The Lost Art of Gentleness: Addressing the Lie of "Lean In" Culture Sold to Young Women
Perhaps the much needed feminine revival in the home starts with speaking more gently to our husbands and children.
Having been born in the 90s to two successful, business-minded parents, as a child I was taught that girls and women were historically encouraged to hold their tongue, either directly or through peer pressure. Therefore, the only way to exist nobly in the world as a woman today is to speak up, to “lean in” (a phrase popularized by Sheryl Sandberg’s hit book that came out when I was in high school).
This philosophy took root in my mind in a lasting way largely because I played competitive sports. My life dream growing up was to be a professional soccer player, and I had my fair share of encounters with mean girls along the way. Usually the butt of their jokes, my loved ones encouraged me to stick up for myself by throwing their harshness back at them.
It seemed like a reasonable strategy to play tough so I could get what I wanted, both on and off the field.
Then, I met my husband. And, shortly after, I became Catholic.
My husband is the strongest yet most gentle man I’ve ever met. He will fight like mad to protect his loved ones, but you would never know it by how tenderly he talks to our children and me.
As the first few years of our marriage went by, as I got to know my husband more deeply and I became a mother, I began to realize just how much I lacked this tenderness and how much it hurt the people I love most that it wasn’t a virtue I had ever valued, let alone spent effort to acquire.
Every time I spoke harshly to my husband, I could see the damage it caused. Like ripping a small hole in a beautiful shirt, you can sew the rip up but the shirt will never look the same. It’s been a painful lesson for me: we can be limitless in our forgiveness with each other, but the words we say have a lasting impact.
Eventually, I stumbled across the book, The Virtues of Mary by Fr. Luigi Lanzoni, and it served as the final nail in the coffin on my realization that the “lean in” culture of my youth had been one of the most harmful lies sold to me. Here’s an excerpt:
“‘Son, why have you done this to us? Your father and I have been looking for you with great anxiety.’* How tender are these words, not of reproof but of enquiry… A question asked quietly and gently is usually far more modest, delicate and affectionate than an assertion… we admire in Mary’s words, authority with humility.
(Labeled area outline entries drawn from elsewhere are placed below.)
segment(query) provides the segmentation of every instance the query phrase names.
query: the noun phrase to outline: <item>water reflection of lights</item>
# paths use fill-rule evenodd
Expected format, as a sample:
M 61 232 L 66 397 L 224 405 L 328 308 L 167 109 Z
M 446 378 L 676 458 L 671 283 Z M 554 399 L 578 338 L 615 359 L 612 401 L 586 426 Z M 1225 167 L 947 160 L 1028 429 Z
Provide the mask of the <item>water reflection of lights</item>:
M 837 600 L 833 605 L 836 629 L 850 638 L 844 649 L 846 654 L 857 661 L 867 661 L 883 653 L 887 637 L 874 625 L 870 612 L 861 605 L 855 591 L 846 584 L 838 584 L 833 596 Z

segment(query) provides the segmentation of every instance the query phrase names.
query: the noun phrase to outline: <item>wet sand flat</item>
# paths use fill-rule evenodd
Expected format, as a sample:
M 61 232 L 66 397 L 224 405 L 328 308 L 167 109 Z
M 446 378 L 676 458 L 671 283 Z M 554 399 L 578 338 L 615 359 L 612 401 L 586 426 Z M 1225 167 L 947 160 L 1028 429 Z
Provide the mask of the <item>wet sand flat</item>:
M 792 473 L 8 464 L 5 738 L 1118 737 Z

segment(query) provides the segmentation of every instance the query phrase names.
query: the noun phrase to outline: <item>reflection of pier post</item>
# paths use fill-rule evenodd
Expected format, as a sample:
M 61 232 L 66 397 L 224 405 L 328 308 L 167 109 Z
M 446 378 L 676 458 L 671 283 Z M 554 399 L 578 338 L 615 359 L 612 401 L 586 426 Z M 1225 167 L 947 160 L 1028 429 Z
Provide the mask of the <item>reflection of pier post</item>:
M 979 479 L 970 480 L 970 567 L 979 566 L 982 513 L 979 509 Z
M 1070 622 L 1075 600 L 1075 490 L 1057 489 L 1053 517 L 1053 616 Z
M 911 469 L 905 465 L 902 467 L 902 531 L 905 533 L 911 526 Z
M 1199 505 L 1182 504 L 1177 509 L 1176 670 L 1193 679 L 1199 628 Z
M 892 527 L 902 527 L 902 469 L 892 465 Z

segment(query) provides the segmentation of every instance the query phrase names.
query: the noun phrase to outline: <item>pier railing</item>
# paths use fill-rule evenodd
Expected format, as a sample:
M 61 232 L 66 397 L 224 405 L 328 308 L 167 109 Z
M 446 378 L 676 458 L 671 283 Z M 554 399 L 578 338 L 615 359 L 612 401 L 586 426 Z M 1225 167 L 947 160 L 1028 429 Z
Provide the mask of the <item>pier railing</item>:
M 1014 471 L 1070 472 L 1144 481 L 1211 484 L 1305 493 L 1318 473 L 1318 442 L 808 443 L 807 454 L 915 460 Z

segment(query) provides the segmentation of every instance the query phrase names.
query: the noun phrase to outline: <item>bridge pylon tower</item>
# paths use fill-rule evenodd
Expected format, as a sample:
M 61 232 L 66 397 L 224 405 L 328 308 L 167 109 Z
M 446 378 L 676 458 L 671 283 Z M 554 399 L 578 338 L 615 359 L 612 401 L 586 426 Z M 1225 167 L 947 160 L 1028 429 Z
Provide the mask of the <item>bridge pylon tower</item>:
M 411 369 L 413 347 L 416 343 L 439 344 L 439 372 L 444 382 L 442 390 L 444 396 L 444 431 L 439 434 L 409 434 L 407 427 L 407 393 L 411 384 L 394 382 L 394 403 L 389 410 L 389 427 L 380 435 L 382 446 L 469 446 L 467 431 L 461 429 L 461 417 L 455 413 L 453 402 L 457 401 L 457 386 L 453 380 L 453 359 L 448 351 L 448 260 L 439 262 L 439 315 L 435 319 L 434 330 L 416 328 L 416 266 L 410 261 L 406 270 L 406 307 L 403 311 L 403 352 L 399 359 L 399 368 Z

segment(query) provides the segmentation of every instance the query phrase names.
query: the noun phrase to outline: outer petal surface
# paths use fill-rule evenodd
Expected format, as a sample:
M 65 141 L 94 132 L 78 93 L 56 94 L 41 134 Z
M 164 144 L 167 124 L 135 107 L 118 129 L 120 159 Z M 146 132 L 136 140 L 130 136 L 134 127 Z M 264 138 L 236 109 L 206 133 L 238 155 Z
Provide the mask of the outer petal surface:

Her complaint is just, but without bitterness. Her words are noble and tender”. - Fr. Luigi Lanzoni, The Virtues of Mary
*Luke 2:48
This passage is one of my favorites from the short book, and it’s now become my primary relational goal to replicate in my life this ideal of gentle speech, first with my family and then with the rest of the world.
What I love most about this passage is that it offers a hopeful alternative to being an assertive, domineering young woman: you can be gentle and righteous at the same time. You can seek justice “without bitterness”.
We can make requests of others, let them know how we’re feeling, and even give feedback in a way that doesn’t upset the situation further. The secret, according to Father Lanzoni, is to speak always from a place of love for God and the other person. To love is to want what’s best for the other. If I truly wanted what’s best for my husband, when I ask for his help or share feedback I’d do so in a way that reflects how much I adore him.
If I truly wanted that’s best for my toddler, I would tell him “no” firmly but without anger every time he acts up so that he knows Mommy loves him no matter what. And on and on to every other person I have the privilege of speaking with every day.
But, what if I’m not feeling so loving? What if I’m overwhelmed or frustrated or hurt? In these cases, I’m practicing holding my tongue, since if I can’t be gentle, then what is better than speaking harshly is to not speak at all. At least until I’ve had a chance to breathe, pray, and get ahold of my emotions. Then, my mind and heart are in charge rather than my feelings.
It’s been a difficult challenge so far, to say the least. I imagine it’ll be a lifelong process to learn how to speak more like Mary. But, Jesus in his infinite wisdom (and a good dose of humor, I think) has a way of convicting us most about those shortcomings that we may not even see in ourselves but are most damaging to our relationship with him and others.
Here’s what I tell myself when I’m struggling most to cultivate this virtue of feminine gentleness: Mother Theresa seems to have gotten it right when she said, “I see Jesus in every human being.” If we can see his heavenly face in the faces of our husbands, our children, and our community, then we have every reason to speak as gently and lovingly to others as we would to Jesus himself.